Taiwan’s central bank is expected to keep its policy rate steady at a record low this week as the economy continues to bounce back from the COVID-19 pandemic, supported by strong export growth, a Reuters poll showed on Monday.
The central bank is seen leaving the benchmark discount rate unchanged at 1.125% on Thursday at its quarterly meeting, all 12 economists in the poll said, after holding fire at its past three meetings. It last cut the rate in March of 2020.
Taiwan’s export-reliant economy has been supported by global demand for tech products from an increasing number of people working from home during the pandemic. That trend is expected to continue and help underpin a rapid economic recovery this year.
Gross domestic product (GDP) is expected to expand 4.64% this year, the Directorate General of Budget, Accounting and Statistics said last month, its fastest since 2014.”This year’s growth rate should be significantly better than last year,” said Tony Phoo, Standard Chartered’s senior Taipei-based economist, adding there was currently no need for the central bank to make any adjustment to rates.
While Taiwan’s tech firms were doing well, that is not the case for some other industries, he added.
“As for when is the best time to adjust interest rates, that won’t need examining until next year.”

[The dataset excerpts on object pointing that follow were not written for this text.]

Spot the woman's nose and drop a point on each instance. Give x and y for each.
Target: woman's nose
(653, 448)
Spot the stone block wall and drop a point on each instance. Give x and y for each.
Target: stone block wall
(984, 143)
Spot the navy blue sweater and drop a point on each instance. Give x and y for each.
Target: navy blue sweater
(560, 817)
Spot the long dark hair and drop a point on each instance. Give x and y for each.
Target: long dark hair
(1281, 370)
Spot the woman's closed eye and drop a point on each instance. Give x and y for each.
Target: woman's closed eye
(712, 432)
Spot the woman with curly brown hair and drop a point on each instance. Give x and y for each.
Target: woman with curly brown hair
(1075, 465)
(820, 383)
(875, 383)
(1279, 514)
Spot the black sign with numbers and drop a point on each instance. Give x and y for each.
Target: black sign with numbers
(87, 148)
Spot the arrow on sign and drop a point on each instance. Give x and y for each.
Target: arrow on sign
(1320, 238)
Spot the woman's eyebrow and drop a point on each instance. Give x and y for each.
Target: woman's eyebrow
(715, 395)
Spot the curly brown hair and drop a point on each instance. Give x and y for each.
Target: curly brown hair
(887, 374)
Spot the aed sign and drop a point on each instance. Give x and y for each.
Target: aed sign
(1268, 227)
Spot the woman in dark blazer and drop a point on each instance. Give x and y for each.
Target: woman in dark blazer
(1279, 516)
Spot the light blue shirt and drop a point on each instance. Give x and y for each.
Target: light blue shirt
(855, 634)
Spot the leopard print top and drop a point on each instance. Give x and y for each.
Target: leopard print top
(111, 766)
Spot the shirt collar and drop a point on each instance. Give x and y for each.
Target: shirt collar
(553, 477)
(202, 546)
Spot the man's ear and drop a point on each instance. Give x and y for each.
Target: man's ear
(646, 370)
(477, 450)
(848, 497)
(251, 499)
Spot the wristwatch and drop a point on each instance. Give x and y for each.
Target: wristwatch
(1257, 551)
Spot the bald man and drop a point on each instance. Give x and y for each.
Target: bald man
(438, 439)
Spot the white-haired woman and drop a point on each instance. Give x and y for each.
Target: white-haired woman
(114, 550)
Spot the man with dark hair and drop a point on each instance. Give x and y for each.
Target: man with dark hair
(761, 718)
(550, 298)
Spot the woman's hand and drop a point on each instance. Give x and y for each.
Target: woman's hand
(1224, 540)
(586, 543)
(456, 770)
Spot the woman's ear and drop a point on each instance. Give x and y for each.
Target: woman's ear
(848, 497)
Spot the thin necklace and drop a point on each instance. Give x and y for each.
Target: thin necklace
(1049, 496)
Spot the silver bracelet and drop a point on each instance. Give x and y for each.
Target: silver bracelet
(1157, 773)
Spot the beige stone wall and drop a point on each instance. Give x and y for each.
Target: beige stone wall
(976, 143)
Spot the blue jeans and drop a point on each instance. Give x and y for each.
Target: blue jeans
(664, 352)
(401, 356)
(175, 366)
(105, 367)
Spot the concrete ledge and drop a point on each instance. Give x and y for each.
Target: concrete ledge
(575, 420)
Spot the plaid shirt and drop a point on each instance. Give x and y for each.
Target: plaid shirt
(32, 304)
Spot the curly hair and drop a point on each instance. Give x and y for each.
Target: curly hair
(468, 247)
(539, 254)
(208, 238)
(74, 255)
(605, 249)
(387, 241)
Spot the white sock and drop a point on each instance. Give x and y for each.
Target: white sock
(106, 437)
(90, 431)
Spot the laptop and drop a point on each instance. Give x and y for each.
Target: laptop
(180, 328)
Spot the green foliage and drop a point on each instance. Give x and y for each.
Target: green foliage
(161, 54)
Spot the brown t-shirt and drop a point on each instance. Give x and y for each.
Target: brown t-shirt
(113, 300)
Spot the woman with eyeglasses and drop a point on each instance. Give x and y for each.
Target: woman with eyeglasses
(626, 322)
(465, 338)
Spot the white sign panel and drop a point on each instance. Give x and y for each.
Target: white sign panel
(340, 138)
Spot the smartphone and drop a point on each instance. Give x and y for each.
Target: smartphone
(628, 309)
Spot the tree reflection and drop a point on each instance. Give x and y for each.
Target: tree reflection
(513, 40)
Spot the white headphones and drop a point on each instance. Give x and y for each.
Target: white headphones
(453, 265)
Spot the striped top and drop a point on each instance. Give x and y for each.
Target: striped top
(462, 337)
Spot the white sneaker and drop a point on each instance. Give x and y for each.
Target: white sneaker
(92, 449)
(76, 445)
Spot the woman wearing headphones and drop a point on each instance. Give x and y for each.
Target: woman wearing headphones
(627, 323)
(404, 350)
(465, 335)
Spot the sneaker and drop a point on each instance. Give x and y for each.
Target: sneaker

Taiwan has the pandemic well under control thanks to early and effective prevention work, and currently has only 29 active cases being treated in hospital.
Life has continued almost as normal, though Taiwan’s borders remain largely closed to most foreign visitors.
The central bank will also give its own revised forecast for economic growth this year on Thursday, having predicted a 3.68% expansion at its last quarterly meeting in December, with exports expanding strongly.
Governor Yang Chin-long said last week he foresaw a sharp “v-shaped” recovery this year.
Taiwan’s manufacturers, including Taiwan Semiconductor Manufacturing Co Ltd (TSMC), the world’s largest contract chip maker, are a key part of the global supply chain for technology giants such as Apple Inc.